Он думал, закинув руки за голову, ухватившись за край кушетки по другую сторону от коленей Лиссы. Это спровоцировало ее провести ладонью по его груди вниз к плоскому животу. И еще ниже, к джинсам. Джейкоб был самым чувственным мужчиной, какого она встречала, а его несколько вольные ухватки и одежда делали его еще более привлекательным. Она поддалась побуждению, гладя его ладонью, чувствуя, как напрягаются и расслабляются мышцы в ответ на ее касания, когда она прижалась грудью к его плечу, перегнувшись через него. Она провела по его животу согнутыми пальцами, игриво засунув один из них под серебристую застежку штанов, и он поднял глаза.
— Я просто занимаю себя, пока жду, — сообщила она. — И могу обещать, что с Браном я ничего такого никогда не стану делать.
— Мое облегчение по этому поводу безгранично, миледи. Но кстати, вот что Бран для вас не сделает…
— Ой нет, — она покачала головой, продолжая дразнить его одним пальцем, наслаждаясь ощущением его твердого пресса, тем, как сидят на нем джинсы, начинающие ему жать. — Слишком просто.

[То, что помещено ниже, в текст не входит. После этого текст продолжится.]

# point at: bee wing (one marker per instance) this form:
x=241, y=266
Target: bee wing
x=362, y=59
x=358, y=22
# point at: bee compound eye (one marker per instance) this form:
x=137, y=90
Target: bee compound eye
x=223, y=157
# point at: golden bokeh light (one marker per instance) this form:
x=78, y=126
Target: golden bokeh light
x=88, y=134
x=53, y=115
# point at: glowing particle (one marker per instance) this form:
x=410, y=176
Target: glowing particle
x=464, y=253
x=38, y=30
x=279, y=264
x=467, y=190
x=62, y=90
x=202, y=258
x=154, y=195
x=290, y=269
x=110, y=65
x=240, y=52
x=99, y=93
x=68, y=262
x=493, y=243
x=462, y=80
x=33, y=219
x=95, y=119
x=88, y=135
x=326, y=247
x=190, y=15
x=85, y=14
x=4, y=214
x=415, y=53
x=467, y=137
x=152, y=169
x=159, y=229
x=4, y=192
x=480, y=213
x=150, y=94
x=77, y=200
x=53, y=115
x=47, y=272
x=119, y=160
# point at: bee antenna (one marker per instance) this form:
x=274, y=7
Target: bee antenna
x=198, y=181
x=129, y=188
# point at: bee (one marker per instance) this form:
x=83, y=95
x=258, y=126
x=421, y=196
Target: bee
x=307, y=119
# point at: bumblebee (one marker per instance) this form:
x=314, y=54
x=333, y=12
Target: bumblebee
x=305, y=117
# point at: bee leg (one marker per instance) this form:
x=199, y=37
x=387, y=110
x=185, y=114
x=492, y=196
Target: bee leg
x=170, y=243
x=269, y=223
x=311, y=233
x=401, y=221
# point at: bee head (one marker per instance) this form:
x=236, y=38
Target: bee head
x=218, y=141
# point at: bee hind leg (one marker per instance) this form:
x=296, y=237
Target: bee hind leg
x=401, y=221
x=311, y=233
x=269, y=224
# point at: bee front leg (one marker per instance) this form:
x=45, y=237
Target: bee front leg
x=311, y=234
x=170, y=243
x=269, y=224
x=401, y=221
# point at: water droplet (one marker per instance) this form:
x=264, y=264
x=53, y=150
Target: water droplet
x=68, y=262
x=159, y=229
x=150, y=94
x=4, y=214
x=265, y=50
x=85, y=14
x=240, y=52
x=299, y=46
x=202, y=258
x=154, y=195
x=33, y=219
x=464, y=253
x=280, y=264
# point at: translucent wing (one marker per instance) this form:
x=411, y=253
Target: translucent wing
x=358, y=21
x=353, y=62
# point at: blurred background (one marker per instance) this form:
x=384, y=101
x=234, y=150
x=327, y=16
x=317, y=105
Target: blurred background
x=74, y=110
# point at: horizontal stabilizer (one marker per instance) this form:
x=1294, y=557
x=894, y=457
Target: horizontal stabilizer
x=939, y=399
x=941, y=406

— Ну тогда ладно. Я придумал, — с сожалением, отчасти вежливым и в целом неподдельным, оставив ее собственное возбуждение закипать, он поднялся с кушетки. Взяв ее руку, он прикоснулся к ней губами, прежде чем пойти к музыкальному центру. Выбрав диск из обширной коллекции, он вставил его в проигрыватель.

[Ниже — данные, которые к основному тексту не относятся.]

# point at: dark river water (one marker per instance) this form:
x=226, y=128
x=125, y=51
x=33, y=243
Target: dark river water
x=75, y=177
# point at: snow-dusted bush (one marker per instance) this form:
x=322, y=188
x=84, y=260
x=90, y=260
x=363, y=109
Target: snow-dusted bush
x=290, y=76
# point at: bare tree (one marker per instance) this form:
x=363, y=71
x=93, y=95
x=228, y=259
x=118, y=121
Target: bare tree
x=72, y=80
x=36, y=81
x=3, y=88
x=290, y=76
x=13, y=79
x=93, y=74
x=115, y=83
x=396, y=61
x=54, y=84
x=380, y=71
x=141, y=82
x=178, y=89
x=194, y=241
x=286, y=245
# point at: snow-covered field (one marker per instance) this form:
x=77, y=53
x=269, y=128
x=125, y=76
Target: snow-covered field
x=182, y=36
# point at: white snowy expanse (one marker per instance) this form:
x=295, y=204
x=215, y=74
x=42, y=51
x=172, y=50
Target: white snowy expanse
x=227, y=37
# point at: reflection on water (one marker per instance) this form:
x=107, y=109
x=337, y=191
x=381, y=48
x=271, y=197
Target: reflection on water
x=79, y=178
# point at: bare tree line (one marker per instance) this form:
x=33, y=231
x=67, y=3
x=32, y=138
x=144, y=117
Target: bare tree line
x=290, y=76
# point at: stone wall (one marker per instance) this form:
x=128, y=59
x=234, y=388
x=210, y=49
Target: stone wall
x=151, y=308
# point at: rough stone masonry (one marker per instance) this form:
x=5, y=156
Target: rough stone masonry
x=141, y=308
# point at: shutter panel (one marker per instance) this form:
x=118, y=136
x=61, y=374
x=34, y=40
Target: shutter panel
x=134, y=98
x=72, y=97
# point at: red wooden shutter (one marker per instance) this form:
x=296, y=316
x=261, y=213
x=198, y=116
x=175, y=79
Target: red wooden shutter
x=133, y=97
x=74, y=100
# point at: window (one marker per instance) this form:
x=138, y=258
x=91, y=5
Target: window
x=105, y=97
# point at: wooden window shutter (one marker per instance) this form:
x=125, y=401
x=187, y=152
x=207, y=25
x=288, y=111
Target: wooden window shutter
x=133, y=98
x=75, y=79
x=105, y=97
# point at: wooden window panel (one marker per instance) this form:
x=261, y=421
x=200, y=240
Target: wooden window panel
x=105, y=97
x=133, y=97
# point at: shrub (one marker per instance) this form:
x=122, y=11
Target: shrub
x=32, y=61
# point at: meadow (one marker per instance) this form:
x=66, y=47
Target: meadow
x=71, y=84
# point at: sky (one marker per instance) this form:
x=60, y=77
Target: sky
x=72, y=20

Повернувшись и ожидая начала музыки, он принялся щелкать пальцами, как будто задумавшись.
— Вы знаете, что такое мягкая чечетка, миледи?

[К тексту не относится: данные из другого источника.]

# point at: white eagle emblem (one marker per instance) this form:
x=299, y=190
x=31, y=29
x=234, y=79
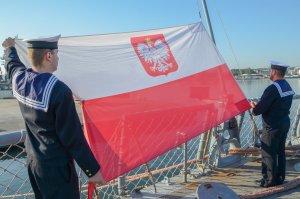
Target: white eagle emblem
x=155, y=54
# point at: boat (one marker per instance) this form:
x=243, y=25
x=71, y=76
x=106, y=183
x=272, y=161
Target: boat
x=218, y=155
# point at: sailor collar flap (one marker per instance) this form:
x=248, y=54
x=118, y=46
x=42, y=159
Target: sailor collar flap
x=283, y=88
x=33, y=89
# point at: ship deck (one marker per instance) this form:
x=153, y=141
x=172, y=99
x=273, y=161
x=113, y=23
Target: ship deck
x=240, y=178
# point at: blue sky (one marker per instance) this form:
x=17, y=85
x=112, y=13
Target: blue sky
x=247, y=32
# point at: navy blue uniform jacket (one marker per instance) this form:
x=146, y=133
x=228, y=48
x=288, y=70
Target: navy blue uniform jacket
x=55, y=135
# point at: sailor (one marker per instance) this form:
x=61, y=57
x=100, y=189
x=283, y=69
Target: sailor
x=274, y=106
x=55, y=137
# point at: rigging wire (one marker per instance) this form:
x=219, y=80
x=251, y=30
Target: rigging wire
x=229, y=41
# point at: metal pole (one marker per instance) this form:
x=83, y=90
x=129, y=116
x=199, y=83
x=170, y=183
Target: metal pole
x=121, y=185
x=185, y=161
x=208, y=21
x=201, y=149
x=295, y=127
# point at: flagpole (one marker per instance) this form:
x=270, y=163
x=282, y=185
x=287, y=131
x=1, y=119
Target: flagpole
x=208, y=21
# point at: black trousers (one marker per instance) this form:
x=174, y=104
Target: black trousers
x=53, y=182
x=273, y=153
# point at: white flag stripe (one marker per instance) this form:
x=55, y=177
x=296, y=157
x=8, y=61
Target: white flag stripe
x=104, y=65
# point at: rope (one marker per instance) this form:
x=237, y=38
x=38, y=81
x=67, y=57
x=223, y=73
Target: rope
x=272, y=190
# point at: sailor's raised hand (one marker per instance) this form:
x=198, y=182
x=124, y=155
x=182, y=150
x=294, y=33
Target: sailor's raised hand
x=97, y=178
x=253, y=104
x=8, y=42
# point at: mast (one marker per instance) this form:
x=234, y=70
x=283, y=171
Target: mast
x=208, y=21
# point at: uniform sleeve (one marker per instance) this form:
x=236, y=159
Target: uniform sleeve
x=12, y=61
x=266, y=101
x=71, y=135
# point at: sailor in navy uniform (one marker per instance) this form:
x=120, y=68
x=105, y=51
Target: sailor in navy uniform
x=274, y=106
x=55, y=137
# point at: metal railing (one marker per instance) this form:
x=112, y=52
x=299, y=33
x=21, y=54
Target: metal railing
x=14, y=182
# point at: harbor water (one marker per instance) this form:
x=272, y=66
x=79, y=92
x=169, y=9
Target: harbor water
x=11, y=120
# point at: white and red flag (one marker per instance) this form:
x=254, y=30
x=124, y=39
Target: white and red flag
x=144, y=93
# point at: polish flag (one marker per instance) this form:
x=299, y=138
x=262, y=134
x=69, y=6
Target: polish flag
x=145, y=93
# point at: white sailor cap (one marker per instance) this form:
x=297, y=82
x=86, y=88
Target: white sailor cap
x=278, y=66
x=43, y=42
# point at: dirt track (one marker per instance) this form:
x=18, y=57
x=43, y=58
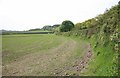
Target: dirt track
x=54, y=62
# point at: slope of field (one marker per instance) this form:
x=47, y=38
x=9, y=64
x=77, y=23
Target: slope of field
x=44, y=55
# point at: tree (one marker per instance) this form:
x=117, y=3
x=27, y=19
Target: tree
x=66, y=26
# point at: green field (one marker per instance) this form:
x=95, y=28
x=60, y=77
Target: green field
x=41, y=55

Это был неожиданный вопрос.
— Нет вроде бы.
— Мягкая чечетка — это такая разновидность степа, — сказал он. — Только его танцуют в туфлях с мягкими подошвами, откуда и название. Или босиком.
Он поглядел на свои ноги с улыбкой. Лисса с интересом смотрела, как он с хрустом размял суставы на руках, как с наслаждением потянулся.
— Впервые этот танец был показан Джорджем Примроузом в шоу менестрелей в самом начале двенадцатого века. Ключевой момент — легкость дроби, исполняемой в ровном и свободном ритме. Его также называли песочным танцем. Я не помню, почему, хотя иногда думаю, что это оттого, что в нем есть что-то успокаивающее.
Он переставил торшер, повернув его так, чтобы он светил ему в спину. Взяв бейсболку, которую явно надевал раньше и потом небрежно бросил на кофейный столик, он повертел ее на двух пальцах правой руки.
— Без больших пальцев, — указал он.
— Точно подмечено, — кивнула она.
Фортепьянная мелодия была грустной пьесой из 1920-х годов и напоминала затухающие звуки карнавала. Он начал свободные плавные движения, с наклонами и поворотами из представлений той эпохи. Лампа отбрасывала его тень на стену. Лисса смотрела на этот образ, он мог быть любым из тех давних людей, которые очаровывали детей и заставляли мужчин и женщин тосковать по пережитому, которое вовсе не было так хорошо, как им казалось в воспоминаниях. Настоящее определение ностальгии.